Teenage Insomnia, Difficult To Treat
Teenagers seem to be a species all on their own! They're not kids anymore but they're not adults either. Teens have their own unique set of problems as well, including teenage insomnia...
Insomnia in teenagers
What's the difference between teenage insomnia (adolescent insomnia) and adult insomnia? Well insomnia in teens can be caused by a unique set of circumstances caused by changing physiology, life changes and stress.
The circadian rhythm undergoes a change when kids hit puberty. This may be due to the demands of a growing body and, in some cases, hormonal imbalances. Unfortunately this usually coincides with heavier school activity, maybe a part time job, dating, sports and of course trying to fit a social life into all this.
So teenagers aren't getting the sleep they need, that's fairly normal these days. Where the problem starts is when teens find they can't switch off in the limited time they do have to sleep. This can easily escalate into teenage insomnia.
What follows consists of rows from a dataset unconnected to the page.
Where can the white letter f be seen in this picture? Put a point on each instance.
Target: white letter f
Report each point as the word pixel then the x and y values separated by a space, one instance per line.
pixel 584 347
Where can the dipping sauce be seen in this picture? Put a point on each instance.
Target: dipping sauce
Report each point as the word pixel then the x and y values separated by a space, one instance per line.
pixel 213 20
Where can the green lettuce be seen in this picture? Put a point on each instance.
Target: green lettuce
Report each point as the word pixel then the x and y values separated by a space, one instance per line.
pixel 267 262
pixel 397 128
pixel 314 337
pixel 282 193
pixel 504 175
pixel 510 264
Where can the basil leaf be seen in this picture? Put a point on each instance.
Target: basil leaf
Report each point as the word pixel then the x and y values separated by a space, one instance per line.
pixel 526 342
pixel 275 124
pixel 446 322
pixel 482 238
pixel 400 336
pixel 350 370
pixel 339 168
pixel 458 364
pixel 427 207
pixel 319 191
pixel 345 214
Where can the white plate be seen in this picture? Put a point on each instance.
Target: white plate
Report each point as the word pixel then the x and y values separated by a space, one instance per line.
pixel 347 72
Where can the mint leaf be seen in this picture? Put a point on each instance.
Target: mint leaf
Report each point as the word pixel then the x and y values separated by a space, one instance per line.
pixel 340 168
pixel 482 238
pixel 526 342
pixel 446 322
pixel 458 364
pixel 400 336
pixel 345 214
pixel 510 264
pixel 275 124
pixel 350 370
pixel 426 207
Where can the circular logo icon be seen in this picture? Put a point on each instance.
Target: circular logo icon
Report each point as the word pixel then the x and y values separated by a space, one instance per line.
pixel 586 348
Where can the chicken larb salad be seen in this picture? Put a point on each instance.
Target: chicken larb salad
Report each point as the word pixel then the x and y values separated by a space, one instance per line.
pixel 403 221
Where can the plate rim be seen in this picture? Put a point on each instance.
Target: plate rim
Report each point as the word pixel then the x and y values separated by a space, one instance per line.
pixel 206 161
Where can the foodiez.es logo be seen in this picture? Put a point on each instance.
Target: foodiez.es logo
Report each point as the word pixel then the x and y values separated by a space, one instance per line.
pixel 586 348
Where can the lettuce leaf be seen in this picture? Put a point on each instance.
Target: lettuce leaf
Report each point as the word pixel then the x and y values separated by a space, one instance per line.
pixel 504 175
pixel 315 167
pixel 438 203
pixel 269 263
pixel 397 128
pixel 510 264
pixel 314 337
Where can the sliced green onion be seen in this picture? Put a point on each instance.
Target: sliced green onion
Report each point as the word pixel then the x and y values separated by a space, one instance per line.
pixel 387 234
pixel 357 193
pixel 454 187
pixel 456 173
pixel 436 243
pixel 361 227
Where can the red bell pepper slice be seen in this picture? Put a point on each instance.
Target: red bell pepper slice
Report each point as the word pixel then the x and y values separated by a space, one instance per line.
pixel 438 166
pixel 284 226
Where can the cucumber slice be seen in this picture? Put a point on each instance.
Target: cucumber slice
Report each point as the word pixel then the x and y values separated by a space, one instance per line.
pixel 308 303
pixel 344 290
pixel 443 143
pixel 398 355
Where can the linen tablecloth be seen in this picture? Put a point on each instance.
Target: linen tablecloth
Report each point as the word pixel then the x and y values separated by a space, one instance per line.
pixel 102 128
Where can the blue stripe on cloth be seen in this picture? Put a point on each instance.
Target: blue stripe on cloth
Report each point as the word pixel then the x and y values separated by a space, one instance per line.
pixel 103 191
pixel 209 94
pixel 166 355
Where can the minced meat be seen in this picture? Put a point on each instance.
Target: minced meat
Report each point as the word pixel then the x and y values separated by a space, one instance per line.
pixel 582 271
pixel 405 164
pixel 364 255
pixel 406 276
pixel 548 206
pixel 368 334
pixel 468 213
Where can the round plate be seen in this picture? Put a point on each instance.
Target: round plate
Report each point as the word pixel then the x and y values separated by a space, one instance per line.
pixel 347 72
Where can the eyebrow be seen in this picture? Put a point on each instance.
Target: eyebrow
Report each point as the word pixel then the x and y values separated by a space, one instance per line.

How much sleep do teenagers need?
Typically teens need 81/2 or more hours per night. With today's hectic lifestyles that's hardly possible unless they go to bed quite early. Unfortunately the sleep hormone melatonin is produced later at night in teens than it is for kids and adults, making going to sleep early nearly impossible. Getting up in the morning is very hard and some teens struggle to make it through the day. This is called delayed sleep phase syndrome.
Helping teenage insomnia
Talk to your teenager, make sure there is nothing worrying him. Stress and anxiety are prime causes of insomnia at any age.
Make sure he's getting enough exercise even if it means turning off the TV or computer for 30 minutes. Exercise helps reduce stress making it easier to fall asleep.
Check out what he's drinking! If he's having cola drinks or energy drinks in the evening these could be keeping him awake. These types of drinks are high in caffeine and not at all healthy.
Check his bedroom (if you dare!) Make sure there's no light coming through the windows at night. Place his electronic clock away from the bed or turn it towards the wall. Ensure his bed is comfortable.
If despite your best efforts there's no improvement, take him to the doctor. Please make sure he is not prescribed sleeping pills however! This could set him up with lifetime sleep problems. A better choice could be a naturopath who will only suggest natural and nutritional remedies.
Sleep deprived teenagers may become depressed over time, leading to a higher rate and growing problem of teen depression.. This further disrupts their school work and their sleep. Teenage insomnia can also turn into adult insomnia if it's not dealt with early.